Sadie Nardini's power yoga (Youtube)

------
yc_peter
Broadly speaking, there is no best choice. Everyone will recommend whatever
they study, which also tends to be whatever they started with, which tended to
be chosen by dumb luck. You'll get the most recommendations for the most
popular systems. While there are a few distinctly inferior martial arts (e.g.
ones that focus on mysticism), there are no superior ones. Most of the major
ones have merits. It depends on the person too -- different types of systems
work well for different people. The key is to find a good school. Good school
of any system will beat a bad school of any other system. So what do you look
for in a good school:

* Hard training. You want to be pushing yourself to the limit. Fast-paced classes (a lot of doing, not a lot of talking). The long explanations do help a little as a rank beginner, but overall, throwing a technique a few thousand times is the best way to get good.

* Not too commercial or money-oriented.

* Not cult-like.

* Still, you want good respect and discipline. The former keeps people safe, while the latter lets classes run efficiently. People should be aware that the reason for the discipline is efficiency and safety, and not because the instructor wants to be worshiped.

* Not too competitive. Even full contact sparring when both people respect each other and are trying to not hurt each other is safe. Even no contact sparring with both people trying to score at any cost is tremendously dangerous.

You should also see that what they teach makes sense. Funny looking stances?
Probably not too good. Hands up in fists guarding head, knees bent? Probably
better.

I'd advise you to switch schools after about 2 years. That's about enough time
to pick up the basics. Go into the new school with an open mind. You'll feel
like they do things differently, wrong, and you won't like it. In time, you'll
appreciate about half of what the old school does is better, and about half of
what the new school does is.

Cost doesn't correlate with quality. Size, to some extent, helps. You want
more people to practice with. Avoid things that focus on sport (this is
especially prevalent in Taekwondo schools, but there are good ones, and bad
ones in other styles). You want good form for a fight, not for scoring points
in a match.

Crudely speaking, styles fall into two categories: grappling and kicking-
punching. There are schools that do both, but I've never seen one that does
both well. Pick one and go with it. If you've gotten good at it, you can
eventually try practicing the other. Starting both at the same time usually
doesn't work well. They work very differently, and your body will learn better
in series than in parallel. I'd give 2 years as a minimum time in one before
starting the other, but more may be better.

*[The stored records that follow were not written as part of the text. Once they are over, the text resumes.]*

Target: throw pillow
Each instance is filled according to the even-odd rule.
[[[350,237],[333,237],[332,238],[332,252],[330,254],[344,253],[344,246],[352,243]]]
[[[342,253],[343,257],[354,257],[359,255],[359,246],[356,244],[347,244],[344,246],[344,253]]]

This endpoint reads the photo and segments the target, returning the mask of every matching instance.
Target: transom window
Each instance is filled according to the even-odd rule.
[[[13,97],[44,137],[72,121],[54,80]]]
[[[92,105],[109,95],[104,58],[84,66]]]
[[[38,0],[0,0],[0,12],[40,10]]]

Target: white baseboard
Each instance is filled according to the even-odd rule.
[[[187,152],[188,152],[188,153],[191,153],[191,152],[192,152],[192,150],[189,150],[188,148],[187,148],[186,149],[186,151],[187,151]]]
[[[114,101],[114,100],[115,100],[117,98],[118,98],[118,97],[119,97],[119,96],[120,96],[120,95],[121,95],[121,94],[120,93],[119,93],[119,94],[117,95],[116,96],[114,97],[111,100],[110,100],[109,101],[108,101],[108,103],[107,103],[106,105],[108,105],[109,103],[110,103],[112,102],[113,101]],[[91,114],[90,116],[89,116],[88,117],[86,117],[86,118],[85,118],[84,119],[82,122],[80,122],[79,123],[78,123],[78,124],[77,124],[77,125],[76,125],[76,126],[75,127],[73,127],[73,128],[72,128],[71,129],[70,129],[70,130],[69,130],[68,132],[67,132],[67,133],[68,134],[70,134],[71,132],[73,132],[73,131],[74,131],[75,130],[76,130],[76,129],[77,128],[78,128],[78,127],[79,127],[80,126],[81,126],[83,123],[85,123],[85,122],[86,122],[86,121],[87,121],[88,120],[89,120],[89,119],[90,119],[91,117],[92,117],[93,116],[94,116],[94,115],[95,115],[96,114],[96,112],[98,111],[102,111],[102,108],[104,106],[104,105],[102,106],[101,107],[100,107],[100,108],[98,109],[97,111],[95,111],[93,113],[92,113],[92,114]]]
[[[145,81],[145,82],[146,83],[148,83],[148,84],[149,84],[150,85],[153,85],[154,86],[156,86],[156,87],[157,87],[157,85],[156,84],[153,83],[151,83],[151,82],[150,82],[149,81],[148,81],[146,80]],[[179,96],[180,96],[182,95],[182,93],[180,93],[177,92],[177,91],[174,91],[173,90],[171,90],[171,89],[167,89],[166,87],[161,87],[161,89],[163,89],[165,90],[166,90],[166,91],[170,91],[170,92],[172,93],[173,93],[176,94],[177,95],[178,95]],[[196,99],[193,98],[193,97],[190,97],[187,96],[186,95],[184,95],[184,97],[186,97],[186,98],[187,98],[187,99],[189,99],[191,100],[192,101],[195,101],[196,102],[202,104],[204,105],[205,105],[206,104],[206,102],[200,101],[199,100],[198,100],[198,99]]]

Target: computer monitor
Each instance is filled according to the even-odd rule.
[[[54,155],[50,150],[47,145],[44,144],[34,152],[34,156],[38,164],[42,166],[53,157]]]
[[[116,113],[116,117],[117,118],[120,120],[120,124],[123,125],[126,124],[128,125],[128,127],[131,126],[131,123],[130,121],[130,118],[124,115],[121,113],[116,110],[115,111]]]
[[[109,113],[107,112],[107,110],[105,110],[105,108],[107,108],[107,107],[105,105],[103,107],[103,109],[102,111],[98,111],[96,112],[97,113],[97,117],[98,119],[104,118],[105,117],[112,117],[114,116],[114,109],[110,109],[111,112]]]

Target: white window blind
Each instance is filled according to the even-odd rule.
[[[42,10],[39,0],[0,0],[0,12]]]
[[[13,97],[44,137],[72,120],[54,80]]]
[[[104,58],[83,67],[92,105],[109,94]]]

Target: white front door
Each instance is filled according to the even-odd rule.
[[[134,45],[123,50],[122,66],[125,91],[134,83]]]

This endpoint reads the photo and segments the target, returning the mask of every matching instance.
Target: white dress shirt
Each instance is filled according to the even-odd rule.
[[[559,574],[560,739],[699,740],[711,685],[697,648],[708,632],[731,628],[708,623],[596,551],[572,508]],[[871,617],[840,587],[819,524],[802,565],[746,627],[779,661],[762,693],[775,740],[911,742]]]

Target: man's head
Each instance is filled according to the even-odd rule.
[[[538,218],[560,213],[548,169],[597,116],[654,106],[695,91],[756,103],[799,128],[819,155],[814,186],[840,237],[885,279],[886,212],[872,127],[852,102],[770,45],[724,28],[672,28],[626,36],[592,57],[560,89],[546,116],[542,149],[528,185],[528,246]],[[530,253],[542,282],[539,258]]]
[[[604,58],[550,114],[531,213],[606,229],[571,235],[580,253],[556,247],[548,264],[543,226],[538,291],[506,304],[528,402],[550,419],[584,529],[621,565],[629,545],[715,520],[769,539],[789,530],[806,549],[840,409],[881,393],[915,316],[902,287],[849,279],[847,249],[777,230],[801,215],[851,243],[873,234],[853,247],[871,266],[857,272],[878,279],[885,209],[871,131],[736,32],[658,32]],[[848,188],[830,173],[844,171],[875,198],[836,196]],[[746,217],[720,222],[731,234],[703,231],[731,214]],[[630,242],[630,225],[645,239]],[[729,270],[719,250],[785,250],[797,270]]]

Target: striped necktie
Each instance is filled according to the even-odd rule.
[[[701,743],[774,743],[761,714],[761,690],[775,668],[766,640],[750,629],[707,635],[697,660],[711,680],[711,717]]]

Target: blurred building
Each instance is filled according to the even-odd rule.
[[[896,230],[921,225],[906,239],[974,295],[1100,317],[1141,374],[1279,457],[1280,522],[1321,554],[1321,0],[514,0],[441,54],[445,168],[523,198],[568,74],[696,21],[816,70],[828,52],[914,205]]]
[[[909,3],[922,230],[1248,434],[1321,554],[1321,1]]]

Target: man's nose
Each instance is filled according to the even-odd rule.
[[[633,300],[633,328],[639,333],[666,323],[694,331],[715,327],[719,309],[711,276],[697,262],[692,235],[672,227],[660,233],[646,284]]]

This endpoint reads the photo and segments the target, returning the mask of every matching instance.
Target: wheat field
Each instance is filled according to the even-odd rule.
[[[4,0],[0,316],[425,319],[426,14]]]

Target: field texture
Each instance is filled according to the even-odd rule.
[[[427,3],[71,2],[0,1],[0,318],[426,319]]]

When evaluating schools, ignore ranks and titles. They're mostly self-
appointed. A tenth dan in one school may be equivalent to a brown belt in
another.

It's also useful to look at the abilities of students after given periods of
training. This may be hard for you to evaluate, though.

------
kvs
Aikido

------
RShackleford
Start easy and get yourself fit and flexible at the beginning. Remember that
until your black belt you are really only getting rid of bad habits in your
movement and reactions.

Oh yeah, I'm a big fan of the Bujinkan... and a 5th Dan...

------
sswam
I suggest to try Aikido, Tai Chi, or Wing Chun Kung Fu. Aikido has by far the
best philosophy of any martial art in my opinon, and it's worth learning for
that reason alone. I like Yoshinkan Aikido.